Malgré tout, Lane et Mina se mouvaient avec lenteur comme ralentis par l’énorme pression qui régnait dans la fosse virtuelle. Les deux officiers respiraient un air recyclé enfermé dans leurs combinaisons. Celles-ci leur faisaient une seconde peau.
Dans leur travail, ils utilisaient un senseur de proximité et un analyseur d’environnement. Mina s’agrippait à un rocher tout en examinant attentivement les données biologiques affichées par l’écran de son senseur portatif. Soudain, un détail la frappa et, oubliant sa bonne éducation, elle jappa. Puis, elle reprit :
- Lieutenant, j’ai là quelques relevés bizarres!
- Faites voir!
La caninoïde tendit péniblement son senseur de proximité à son supérieur. Elle était écrasée par la pression effroyable et il lui tardait de retrouver un milieu plus confortable. Lane observa les courbes qui avaient un tracé pour le moins inhabituel.

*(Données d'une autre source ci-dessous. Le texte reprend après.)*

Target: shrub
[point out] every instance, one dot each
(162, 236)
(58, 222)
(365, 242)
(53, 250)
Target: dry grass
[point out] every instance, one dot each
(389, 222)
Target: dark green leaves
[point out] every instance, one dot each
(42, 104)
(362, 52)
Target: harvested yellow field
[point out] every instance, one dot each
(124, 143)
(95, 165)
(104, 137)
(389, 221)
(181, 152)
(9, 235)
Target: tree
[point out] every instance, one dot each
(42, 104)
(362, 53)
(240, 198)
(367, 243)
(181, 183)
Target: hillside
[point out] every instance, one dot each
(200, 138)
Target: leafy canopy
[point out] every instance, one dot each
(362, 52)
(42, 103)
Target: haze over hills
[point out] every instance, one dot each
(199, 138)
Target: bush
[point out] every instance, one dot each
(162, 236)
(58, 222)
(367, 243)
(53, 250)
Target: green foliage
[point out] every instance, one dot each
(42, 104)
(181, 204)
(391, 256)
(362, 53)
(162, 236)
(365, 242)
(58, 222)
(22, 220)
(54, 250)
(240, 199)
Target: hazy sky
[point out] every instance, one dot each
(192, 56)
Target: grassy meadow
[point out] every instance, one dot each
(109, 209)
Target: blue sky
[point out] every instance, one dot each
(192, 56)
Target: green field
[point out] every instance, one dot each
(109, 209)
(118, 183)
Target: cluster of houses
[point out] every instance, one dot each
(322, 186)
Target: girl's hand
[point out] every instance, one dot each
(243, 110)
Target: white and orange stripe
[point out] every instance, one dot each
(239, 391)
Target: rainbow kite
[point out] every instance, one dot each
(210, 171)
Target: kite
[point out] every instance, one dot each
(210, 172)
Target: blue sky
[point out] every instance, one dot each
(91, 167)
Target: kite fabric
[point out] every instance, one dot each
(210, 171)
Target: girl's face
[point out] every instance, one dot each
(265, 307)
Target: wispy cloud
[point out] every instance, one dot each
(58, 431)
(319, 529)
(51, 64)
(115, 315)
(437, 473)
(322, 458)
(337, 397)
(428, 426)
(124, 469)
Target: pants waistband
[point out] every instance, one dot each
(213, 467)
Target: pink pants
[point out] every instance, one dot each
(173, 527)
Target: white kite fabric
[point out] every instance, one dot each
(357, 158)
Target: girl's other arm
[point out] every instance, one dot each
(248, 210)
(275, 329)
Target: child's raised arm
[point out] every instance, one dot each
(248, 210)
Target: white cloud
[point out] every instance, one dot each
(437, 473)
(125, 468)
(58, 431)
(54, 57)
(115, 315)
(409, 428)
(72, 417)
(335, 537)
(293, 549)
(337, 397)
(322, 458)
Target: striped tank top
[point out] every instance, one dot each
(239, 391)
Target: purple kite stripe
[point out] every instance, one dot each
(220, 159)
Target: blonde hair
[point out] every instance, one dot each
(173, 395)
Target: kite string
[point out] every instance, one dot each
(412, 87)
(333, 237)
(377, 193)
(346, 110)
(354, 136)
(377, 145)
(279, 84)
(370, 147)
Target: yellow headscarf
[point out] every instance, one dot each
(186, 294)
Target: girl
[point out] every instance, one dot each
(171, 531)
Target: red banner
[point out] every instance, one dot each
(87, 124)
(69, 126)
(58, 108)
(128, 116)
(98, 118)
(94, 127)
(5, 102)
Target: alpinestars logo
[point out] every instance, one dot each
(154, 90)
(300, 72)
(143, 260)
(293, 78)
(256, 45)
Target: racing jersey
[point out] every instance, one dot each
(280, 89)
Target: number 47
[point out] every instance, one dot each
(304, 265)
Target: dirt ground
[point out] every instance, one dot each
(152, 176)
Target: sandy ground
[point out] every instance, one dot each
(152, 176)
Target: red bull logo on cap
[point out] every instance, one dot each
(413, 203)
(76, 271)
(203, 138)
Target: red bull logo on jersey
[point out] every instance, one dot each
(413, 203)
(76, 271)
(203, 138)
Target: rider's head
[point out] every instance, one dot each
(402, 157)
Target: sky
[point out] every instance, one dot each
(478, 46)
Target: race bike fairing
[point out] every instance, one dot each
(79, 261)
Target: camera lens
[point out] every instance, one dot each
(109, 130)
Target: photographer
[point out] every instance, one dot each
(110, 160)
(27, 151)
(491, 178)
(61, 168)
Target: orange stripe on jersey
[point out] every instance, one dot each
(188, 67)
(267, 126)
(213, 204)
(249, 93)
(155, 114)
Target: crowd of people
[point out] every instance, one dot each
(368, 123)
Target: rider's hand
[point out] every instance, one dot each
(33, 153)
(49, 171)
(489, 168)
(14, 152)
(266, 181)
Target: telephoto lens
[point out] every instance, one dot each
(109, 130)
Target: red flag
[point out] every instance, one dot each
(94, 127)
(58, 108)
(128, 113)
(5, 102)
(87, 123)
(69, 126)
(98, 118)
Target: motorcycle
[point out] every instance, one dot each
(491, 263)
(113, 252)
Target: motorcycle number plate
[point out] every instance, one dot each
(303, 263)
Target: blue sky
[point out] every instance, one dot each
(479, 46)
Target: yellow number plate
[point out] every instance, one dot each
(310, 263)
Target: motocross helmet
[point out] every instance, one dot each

« Hé! S’exclama Lane. Il y a bien là, en dessous de nous, quelque chose ou quelque un Enfermé dans un volume d’un mètre cube! Allons voir de plus près ce que c’est! »
Courageusement, l’humain et la caninoïde descendirent encore d’une vingtaine de mètres. Ils atterrirent sur un sol rocheux, fait de basalte. A peine eurent-ils posé leurs bottes sur ce sol irrégulier, qu’ils perdirent l’équilibre. Un tremblement de terre semblait se produire. Le sol vacillait, l’eau se troublait. Après un laps de temps indéterminé, le calme revint tandis que les eaux marines reprenaient leur transparence sombre.
Gênés par la pression, Lane et Mina, tels des pantins maladroits, peinaient à se relever, s’aidant mutuellement, encombrés par leurs appareils, craignant de déchirer leurs combinaisons protectrices à la moindre aspérité. Ce fut pourquoi, ils ne s’aperçurent qu’au dernier moment qu’ils étaient juste à côté du cube grisâtre, à une distance d’un demi mètre seulement! Et le conteneur était en en train de s’ouvrir! D’énormes bulles d’air s’en échappaient tandis que la température de l’eau s’élevait. Puis, l’océan virtuel bouillonna.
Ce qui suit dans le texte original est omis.